Pandora founder Tim Westergren has revealed top-earning artists are recieving over $1m annusally from the internet radio service, while several low-profile artists are seeing annual royalties of over $100,000.
In a recent blog entry, Westergren said:
“Have you heard of Donnie McClurkin, French Montana or Grupo Bryndis? If you haven't you're not alone. They are artists whose sales ranks on Amazon are 4,752, 17,000 and 183,187, respectively. These are all working artists who live well outside the mainstream - no steady rotation on broadcast radio, no high profile opening slots on major tours, no front page placement in online retail. What they also have in common is a steady income from Pandora. In the next twelve months Pandora is on track to pay performance fees of $100,228, $138,567 and $114,192, respectively, for the music we play to their large and fast-growing audiences on Pandora.”
The Pandora founder went on to explain that these figures are “just the tip of the iceberg” and that, over the next year, two thousand artists will receive a sum of over $10,000 each from the service. This is in addition to a reported 800 that will receive over $50,000 which is “more than the income of the average American household”.
For more established artists, Westergren revealed that “top earners” including Coldplay and Adele are being paid over $1 million each and that Drake and Lil Wayne are fast approaching a individual annual rate of $3.

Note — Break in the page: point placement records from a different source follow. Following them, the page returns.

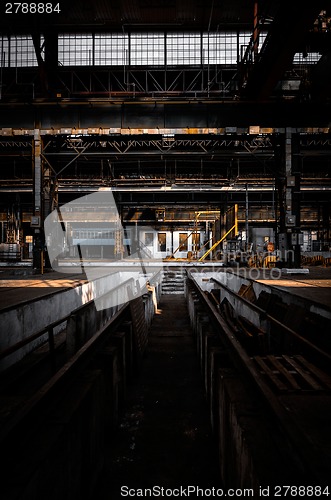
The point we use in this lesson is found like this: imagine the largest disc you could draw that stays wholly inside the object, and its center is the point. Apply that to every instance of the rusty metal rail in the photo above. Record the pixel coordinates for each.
(271, 376)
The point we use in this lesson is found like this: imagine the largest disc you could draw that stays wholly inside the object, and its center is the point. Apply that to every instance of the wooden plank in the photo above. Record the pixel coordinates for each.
(323, 377)
(281, 368)
(306, 376)
(273, 377)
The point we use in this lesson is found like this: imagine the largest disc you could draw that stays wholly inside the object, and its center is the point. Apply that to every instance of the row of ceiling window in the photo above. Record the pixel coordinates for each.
(137, 49)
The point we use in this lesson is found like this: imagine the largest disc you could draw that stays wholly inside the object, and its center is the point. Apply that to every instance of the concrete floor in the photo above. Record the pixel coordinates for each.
(164, 437)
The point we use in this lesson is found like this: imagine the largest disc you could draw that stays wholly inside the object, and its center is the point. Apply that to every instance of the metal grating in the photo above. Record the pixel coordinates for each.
(292, 373)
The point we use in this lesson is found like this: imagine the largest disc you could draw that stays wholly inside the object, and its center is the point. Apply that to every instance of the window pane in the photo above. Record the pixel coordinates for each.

Bringing the emphasis back to the core of what Pandora offers, Westergren said: “It's hard to look at these numbers and not see that internet radio presents an incredible opportunity to build a better future for artists.

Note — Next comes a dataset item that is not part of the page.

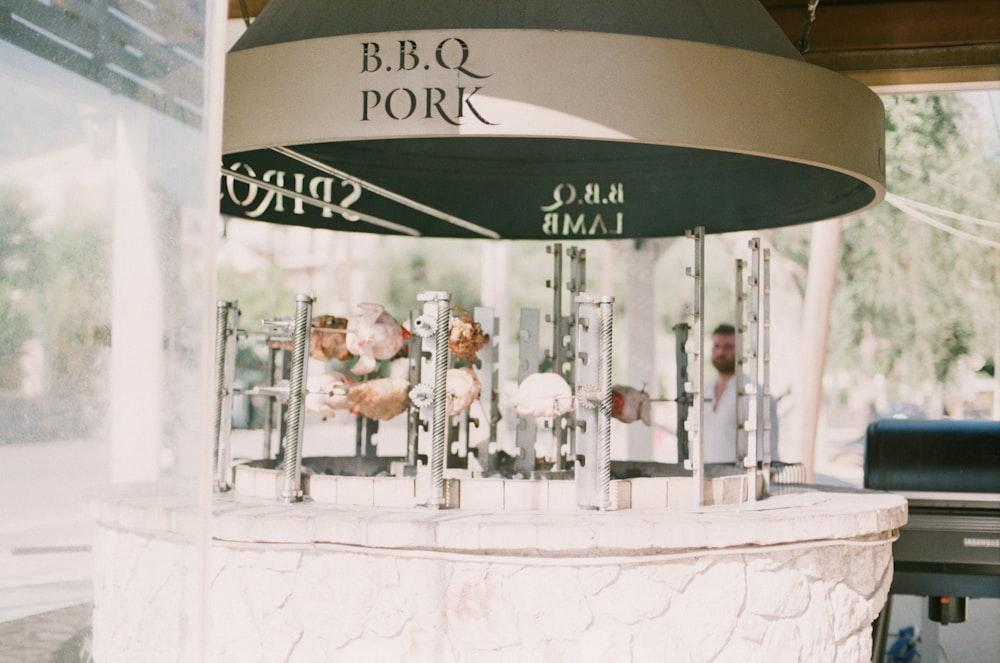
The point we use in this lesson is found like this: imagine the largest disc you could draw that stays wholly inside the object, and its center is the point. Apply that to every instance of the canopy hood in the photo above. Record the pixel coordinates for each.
(540, 119)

“Not only is it bringing tens of millions of listeners back to music, across hundreds of genres, but it is also enabling musicians to earn a living. It's also hard to look at these numbers, knowing Pandora accounts for just 6.5% of radio listening in the US, and not come away thinking something is wrong.”

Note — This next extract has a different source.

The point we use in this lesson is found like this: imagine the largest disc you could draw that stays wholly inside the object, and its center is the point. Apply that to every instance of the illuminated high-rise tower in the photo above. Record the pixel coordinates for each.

He also stressed the “positive effect on both music sales and the curtailing of music piracy” and that “Congress must stop the discrimination against internet radio and allow it to operate on a level playing field, under the same rules as other forms of digital radio.”
Westergren rounded off his blog with the following annual royalty figures:
Rascal Flatts ($670,351), Iron & Wine ($173,152), Bon Iver ($135,223), George Winston ($85,239), Zac Brown Band ($547,064), The Four Tops ($65,173), Ellie Goulding ($609,046), Mumford & Sons ($523,902).